Scoprire e riscoprire l'antica pratica del cucito e del rammendo, attraverso l'uso di ago e filo, diventerà l'occasione per vivere un'esperienza condivisa di cucito collettivo: i partecipanti esploreranno tecniche di assemblaggio e trasformazione dei tessuti, contribuendo insieme alla creazione del grande Drappo della Passiùn. Partecipare significa abitare un gesto antico, creativo e simbolico che unisce da sempre persone, storie e memorie. Significa sentire la forza di un atto collettivo di bellezza e di cura per lasciare un segno tangibile di connessione e di speranza attraverso la propria manualità.
La conduttrice
A condurre il seminario sarà Barbara Mugnai, docente di Design della Moda presso il Politecnico di Milano, che spiega: "Il cucito è molto più di un insieme di tecniche e gesti meccanici finalizzati alla produzione di un manufatto. È un linguaggio espressivo e silenzioso, un'esperienza intima e profonda in cui ogni punto diventa un atto di consapevolezza. È una forma antica del prendersi cura: il gesto delle mani che cuciono, nella sua ripetizione regolare e rituale, ci permette di connetterci con il momento presente, di ascoltare la nostra intimità e di affidarci all'intelligenza delle mani."
Sarà un momento conviviale coinvolgendo la proloco, ma anche di racconto e laboratorio popolare attorno agli elementi antropologici e di memoria dell'iniziativa, oltre che di valorizzazione della parlata piemontese.
Il drappo e la Passiùn
Il nuovo drappo creato dai partecipanti sarà uno dei protagonisti della Passiùn di Gesü Crist, azione del Giovedì Santo, una celebrazione laica che affonda le sue radici nella tradizione operata dalla comunità castagnolese su impulso di Luciano Nattino e Piercarlo Grimaldi. L'evento si terrà quest'anno il 2 aprile, con la direzione di Patrizia Camatel e avrà come titolo "Il Vangelo delle cucitrici. Rapsodie popolari della Settimana Santa".

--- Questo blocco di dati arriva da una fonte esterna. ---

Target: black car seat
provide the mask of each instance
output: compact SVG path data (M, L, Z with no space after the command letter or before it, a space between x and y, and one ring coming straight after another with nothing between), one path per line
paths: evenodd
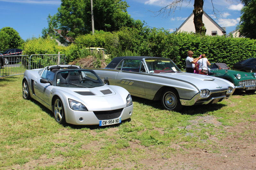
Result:
M68 72L68 75L66 78L66 83L78 84L80 83L82 79L82 76L79 72L71 71Z

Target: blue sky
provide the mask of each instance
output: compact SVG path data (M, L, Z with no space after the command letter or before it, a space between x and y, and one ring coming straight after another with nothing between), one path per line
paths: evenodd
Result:
M192 12L194 1L185 0L174 13L168 17L156 16L149 11L157 11L169 4L168 0L127 0L130 7L127 11L135 19L145 21L151 27L163 27L171 31L175 30ZM205 0L204 10L221 26L225 26L227 33L234 30L238 25L243 5L237 0ZM42 30L48 26L49 14L58 12L60 0L0 0L0 29L13 28L25 40L42 35Z

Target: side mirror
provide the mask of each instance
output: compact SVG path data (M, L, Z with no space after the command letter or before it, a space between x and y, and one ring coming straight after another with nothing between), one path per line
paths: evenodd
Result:
M46 80L45 78L42 78L40 79L40 83L50 83L51 84L51 85L52 85L52 83L51 82L51 81Z

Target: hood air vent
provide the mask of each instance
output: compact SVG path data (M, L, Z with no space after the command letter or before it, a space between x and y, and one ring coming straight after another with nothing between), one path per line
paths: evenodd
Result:
M112 93L112 92L109 89L104 90L101 90L101 92L103 93L103 94L111 94Z
M95 95L94 93L91 92L74 92L76 93L78 93L81 95L83 96L94 96Z

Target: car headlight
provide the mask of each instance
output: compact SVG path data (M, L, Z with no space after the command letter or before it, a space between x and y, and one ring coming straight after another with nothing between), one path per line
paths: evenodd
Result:
M131 96L130 94L128 95L127 96L127 97L126 98L126 107L132 104L132 97Z
M81 111L88 111L87 108L84 106L84 105L76 101L73 100L71 99L68 99L68 102L69 103L70 107L73 110Z
M240 80L240 79L241 78L241 75L240 74L237 74L236 77L236 78L238 80Z
M233 88L232 87L228 87L228 90L227 92L227 94L229 94L232 92L233 91Z
M202 98L208 97L209 95L210 91L207 89L201 90L200 92L200 97Z

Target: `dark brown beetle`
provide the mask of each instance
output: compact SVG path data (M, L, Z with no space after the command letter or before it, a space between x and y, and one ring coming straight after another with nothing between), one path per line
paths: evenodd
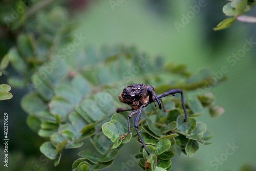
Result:
M142 83L134 83L125 88L119 96L119 100L121 102L129 104L132 107L132 109L118 108L116 110L116 112L119 113L127 111L135 111L132 112L129 115L128 132L123 135L121 139L123 140L131 132L130 119L133 115L137 114L136 118L134 121L134 127L148 156L150 155L150 152L138 130L139 121L142 113L142 110L148 104L152 102L155 103L155 101L157 102L159 109L161 109L162 106L161 105L159 99L162 97L169 95L175 96L175 94L177 93L180 93L181 95L181 103L185 114L184 121L185 122L187 120L187 114L184 103L183 92L181 90L172 89L158 96L155 93L153 87L150 85L143 84ZM155 105L156 106L156 104ZM147 160L146 162L148 163L148 160Z

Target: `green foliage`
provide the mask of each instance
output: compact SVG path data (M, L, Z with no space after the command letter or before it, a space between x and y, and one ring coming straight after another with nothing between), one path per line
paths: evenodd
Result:
M153 105L143 111L139 130L151 152L150 163L146 164L151 169L169 170L170 159L176 154L192 157L199 144L211 144L206 141L212 134L195 118L207 111L217 117L223 110L214 104L215 97L210 92L200 91L197 96L195 93L209 89L225 77L217 80L207 70L192 74L184 65L165 64L161 56L149 57L134 47L87 47L76 49L71 55L63 49L74 46L79 37L71 35L73 25L67 22L66 12L60 8L39 12L33 24L25 26L33 33L19 34L17 46L10 49L0 65L4 70L9 60L22 78L10 77L9 83L18 87L27 86L30 91L21 105L28 114L29 127L46 138L40 151L54 160L54 165L61 162L63 151L82 148L86 139L90 139L94 149L81 149L73 170L100 170L113 163L123 144L132 136L137 137L132 129L130 135L120 139L127 131L127 120L115 113L122 105L119 94L135 82L151 84L158 94L174 88L186 92L189 116L186 122L179 97L163 99L167 112ZM58 21L53 19L56 16ZM0 92L10 90L8 85L2 87ZM187 91L191 93L187 94ZM137 141L141 143L138 138ZM143 169L146 156L143 148L136 156Z
M250 11L253 6L256 5L254 0L229 0L228 3L223 7L223 13L231 17L224 19L216 27L214 28L215 31L225 29L238 20L247 23L256 23L256 17L244 15Z
M0 71L4 71L9 64L9 59L7 56L3 58L0 62ZM0 72L0 76L2 73ZM8 84L0 84L0 100L10 99L12 97L12 94L9 92L11 88Z

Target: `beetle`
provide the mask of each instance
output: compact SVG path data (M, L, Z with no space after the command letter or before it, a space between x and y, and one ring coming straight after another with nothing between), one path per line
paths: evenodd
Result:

Il telo, simbolo tangibile di memoria collettiva, di cura e di bellezza, sarà abbinato al Cristo-albero, opera dell'artista tedesco Hans Jurgen Vogel, che per l'occasione, da sabato 21 marzo, verrà esposto nella Chiesa Parrocchiale di San Martino, insieme all'installazione di tessuto connettivo realizzata lo scorso ottobre in occasione di Gerinale Monferrato Art Fest. Si tratta di un workshop-performance, tenuto sempre da Mugnai, che ha prodotto una mantovana in moiré, incorniciata da frange oro con 85 manufatti in tessuto tra cuori, coccarde e fiocchi che hanno dato forma alle intenzioni, alle preghiere e ai desideri dei visitatori.
Come partecipare
I partecipanti potranno contribuire portando piccoli tessuti e manufatti: centrini, trine, tovaglioli, fazzoletti, asciugamani ricamati, pezzi di abiti come colli, polsini e parti di abbottonature. Tutto il materiale dovrà essere nelle tonalità dei colori naturali: bianco, crema, panna, écru, beige.
Il workshop è gratuito e aperto a tutti; non è richiesta alcuna esperienza di cucito. I posti sono limitati a 25-30 partecipanti. Prenotazioni al numero 328.706.90.85 (telefonare in orario pomeridiano).
L'iniziativa è realizzata dal Comune di Castagnole Monferrato con casa degli alfieri nell'ambito di "Monferrato Spirituale", con il contributo della Regione Piemonte, della Fondazione CRAsti e della Fondazione CRT e con la collaborazione della Fondazione Radici per le memorie di Langhe, Roero e Monferrato e della rivista Astigiani. È coinvolto nel progetto l'Ente Turismo Langhe Monferrato Roero.